Des inégalités de traitement accrues avec la pandémie
Depuis 2020, l’épidémie de Covid- 19, et les mesures mises en œuvre pour lutter contre le virus, ont ainsi souvent été un facteur aggravant des troubles mentaux au sein de la population. «On estime qu'avant la pandémie de Covid-19, près d'un milliard de personnes dans le monde souffraient de troubles mentaux», explique le cardinal. «Au fur et à mesure de l'évolution de l'urgence sanitaire, les restrictions sociales imposées par la première phase de l'urgence ont conduit à une augmentation de l'abus d'alcool et d'autres substances psychotropes, ainsi qu'à l'exacerbation de diverses formes d'addiction, dont les jeux d'argent».
Cependant, l'apparition de la pandémie et de ses conséquences profondes à travers le monde, n'aurait été que le facteur déclenchant d'une crise multidimensionnelle, qui trouve son origine dans des politiques sociales, sanitaires et économiques inadéquates. Le cardinal ghanéen a ainsi pointé du doigt «des politiques (…) qui continuent à créer des conditions d'injustice et d'iniquité dans la distribution des ressources, au détriment de millions de personnes», et dénoncé une crise « alimentée par un affaiblissement généralisé des valeurs spirituelles, du sens des responsabilités et de la valeur de la solidarité.»
Un enjeu de fraternité universelle
La prise en charge de la santé mentale est un enjeu de «fraternité universelle», pour le Pape François. Le Saint-Père considère en effet que «seule une société humaine et fraternelle est capable de travailler pour garantir de manière efficace et stable que chacun soit accompagné sur le chemin de sa vie», non seulement pour subvenir à ses besoins fondamentaux, mais pour qu'il puisse donner le meilleur de lui-même, «même si ses performances ne sont pas les meilleures, même s'il va lentement, même si son efficacité n'est pas très pertinente».
En conséquence, rappelle le préfet du Dicastère pour le Service du développement humain intégral, «nous sommes tous appelés à être proches de nos frères et sœurs atteints de maladies mentales, à lutter contre toute forme de discrimination et de stigmatisation à leur égard». Il souligne pour cela la nécessité «d'abandonner le paradigme actuel du développement », pour adopter «un modèle culturel qui replace la dignité humaine au centre et promeut le bien pour les individus et pour l'ensemble de l'humanité.»

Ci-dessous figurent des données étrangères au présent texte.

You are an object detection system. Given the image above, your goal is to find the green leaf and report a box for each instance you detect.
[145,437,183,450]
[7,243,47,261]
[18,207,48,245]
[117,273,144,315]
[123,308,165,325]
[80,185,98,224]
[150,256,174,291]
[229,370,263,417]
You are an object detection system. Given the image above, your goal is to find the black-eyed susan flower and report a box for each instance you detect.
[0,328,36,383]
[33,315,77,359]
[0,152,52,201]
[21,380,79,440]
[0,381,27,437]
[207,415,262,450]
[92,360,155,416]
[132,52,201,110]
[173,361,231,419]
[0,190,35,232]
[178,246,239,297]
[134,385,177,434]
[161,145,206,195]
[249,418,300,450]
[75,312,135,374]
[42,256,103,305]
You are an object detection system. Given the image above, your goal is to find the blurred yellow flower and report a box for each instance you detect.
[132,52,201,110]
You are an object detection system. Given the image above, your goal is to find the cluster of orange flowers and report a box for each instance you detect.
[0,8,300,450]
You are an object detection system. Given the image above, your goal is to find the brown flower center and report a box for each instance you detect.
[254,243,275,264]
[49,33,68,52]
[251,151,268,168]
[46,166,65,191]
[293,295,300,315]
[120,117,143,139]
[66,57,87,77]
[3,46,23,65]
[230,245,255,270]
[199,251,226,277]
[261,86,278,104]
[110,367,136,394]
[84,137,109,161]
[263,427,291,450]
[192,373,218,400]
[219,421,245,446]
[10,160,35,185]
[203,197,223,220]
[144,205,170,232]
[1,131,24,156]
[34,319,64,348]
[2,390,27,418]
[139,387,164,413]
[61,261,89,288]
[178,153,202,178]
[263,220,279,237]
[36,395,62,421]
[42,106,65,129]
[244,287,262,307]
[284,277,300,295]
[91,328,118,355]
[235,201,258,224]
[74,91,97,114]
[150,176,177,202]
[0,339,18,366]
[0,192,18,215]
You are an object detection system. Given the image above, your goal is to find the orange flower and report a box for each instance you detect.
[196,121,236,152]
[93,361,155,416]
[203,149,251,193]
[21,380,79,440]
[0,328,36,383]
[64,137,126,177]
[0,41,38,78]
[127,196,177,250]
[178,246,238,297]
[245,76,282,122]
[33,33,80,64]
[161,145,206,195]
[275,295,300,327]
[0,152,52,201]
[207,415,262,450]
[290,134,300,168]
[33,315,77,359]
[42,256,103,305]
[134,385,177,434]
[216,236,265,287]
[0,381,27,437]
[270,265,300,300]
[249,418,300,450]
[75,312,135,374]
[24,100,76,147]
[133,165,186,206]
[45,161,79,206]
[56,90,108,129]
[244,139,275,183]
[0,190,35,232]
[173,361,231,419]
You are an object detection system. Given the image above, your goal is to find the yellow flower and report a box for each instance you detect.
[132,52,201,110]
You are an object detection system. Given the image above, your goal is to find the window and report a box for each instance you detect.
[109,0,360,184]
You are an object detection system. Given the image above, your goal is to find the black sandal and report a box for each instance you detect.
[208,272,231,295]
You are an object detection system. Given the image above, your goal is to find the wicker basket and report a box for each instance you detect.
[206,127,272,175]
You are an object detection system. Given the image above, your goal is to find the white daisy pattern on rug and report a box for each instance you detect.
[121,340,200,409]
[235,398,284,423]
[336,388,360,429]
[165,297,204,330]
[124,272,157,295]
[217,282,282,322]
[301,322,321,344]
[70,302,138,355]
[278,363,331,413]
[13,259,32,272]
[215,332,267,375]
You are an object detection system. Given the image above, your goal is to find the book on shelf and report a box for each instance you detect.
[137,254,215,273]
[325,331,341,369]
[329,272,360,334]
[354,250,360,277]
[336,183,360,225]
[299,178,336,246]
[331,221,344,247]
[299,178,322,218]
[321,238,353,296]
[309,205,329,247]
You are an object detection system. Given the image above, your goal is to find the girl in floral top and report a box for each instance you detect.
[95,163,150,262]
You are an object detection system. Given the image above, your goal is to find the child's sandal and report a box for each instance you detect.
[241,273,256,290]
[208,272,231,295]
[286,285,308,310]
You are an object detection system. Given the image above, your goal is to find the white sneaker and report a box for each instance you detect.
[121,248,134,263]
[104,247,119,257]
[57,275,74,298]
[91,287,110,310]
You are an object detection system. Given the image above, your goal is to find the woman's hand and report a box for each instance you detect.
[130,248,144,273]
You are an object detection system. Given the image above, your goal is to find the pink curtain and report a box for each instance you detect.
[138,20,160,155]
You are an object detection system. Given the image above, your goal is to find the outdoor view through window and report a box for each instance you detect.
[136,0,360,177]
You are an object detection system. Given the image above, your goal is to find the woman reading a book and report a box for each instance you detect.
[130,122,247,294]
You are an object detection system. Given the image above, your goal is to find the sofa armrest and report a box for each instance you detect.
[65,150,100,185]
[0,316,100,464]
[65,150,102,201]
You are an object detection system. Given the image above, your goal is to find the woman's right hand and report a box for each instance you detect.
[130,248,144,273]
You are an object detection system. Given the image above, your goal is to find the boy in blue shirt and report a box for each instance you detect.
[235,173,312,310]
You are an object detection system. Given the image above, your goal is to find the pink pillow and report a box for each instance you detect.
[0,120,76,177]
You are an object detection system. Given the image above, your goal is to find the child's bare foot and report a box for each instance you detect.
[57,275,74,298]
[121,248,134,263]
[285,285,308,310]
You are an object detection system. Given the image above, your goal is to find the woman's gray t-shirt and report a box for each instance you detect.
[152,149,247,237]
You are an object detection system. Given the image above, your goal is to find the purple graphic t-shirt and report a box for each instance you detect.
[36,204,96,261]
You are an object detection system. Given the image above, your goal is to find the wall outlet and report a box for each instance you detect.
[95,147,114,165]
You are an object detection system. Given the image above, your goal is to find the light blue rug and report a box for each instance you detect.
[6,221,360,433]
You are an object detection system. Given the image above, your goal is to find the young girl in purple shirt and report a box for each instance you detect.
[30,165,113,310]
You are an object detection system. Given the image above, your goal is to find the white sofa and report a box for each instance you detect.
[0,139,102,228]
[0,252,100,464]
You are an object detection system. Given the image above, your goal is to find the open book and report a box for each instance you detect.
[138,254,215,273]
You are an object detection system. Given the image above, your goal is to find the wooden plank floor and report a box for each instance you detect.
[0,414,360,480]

Dans ce cadre, le dicastère pour le service du développement humain intégral, et en son sein la Commission vaticane Covid-19 (instituée par le Pape François le 20 mars 2020) cherchent à obtenir des changements «vastes» et «audacieux» : la dignité au travail, de nouvelles structures pour le bien commun, la solidarité au cœur de la gouvernance et la nature en harmonie avec les systèmes sociaux. «L'objectif n'est pas seulement de soulager les souffrances immédiates, mais aussi d'amorcer la transformation des cœurs, des esprits et des structures vers un nouveau modèle de développement qui prépare un avenir meilleur pour tous», conclue le cardinal Peter Turkson.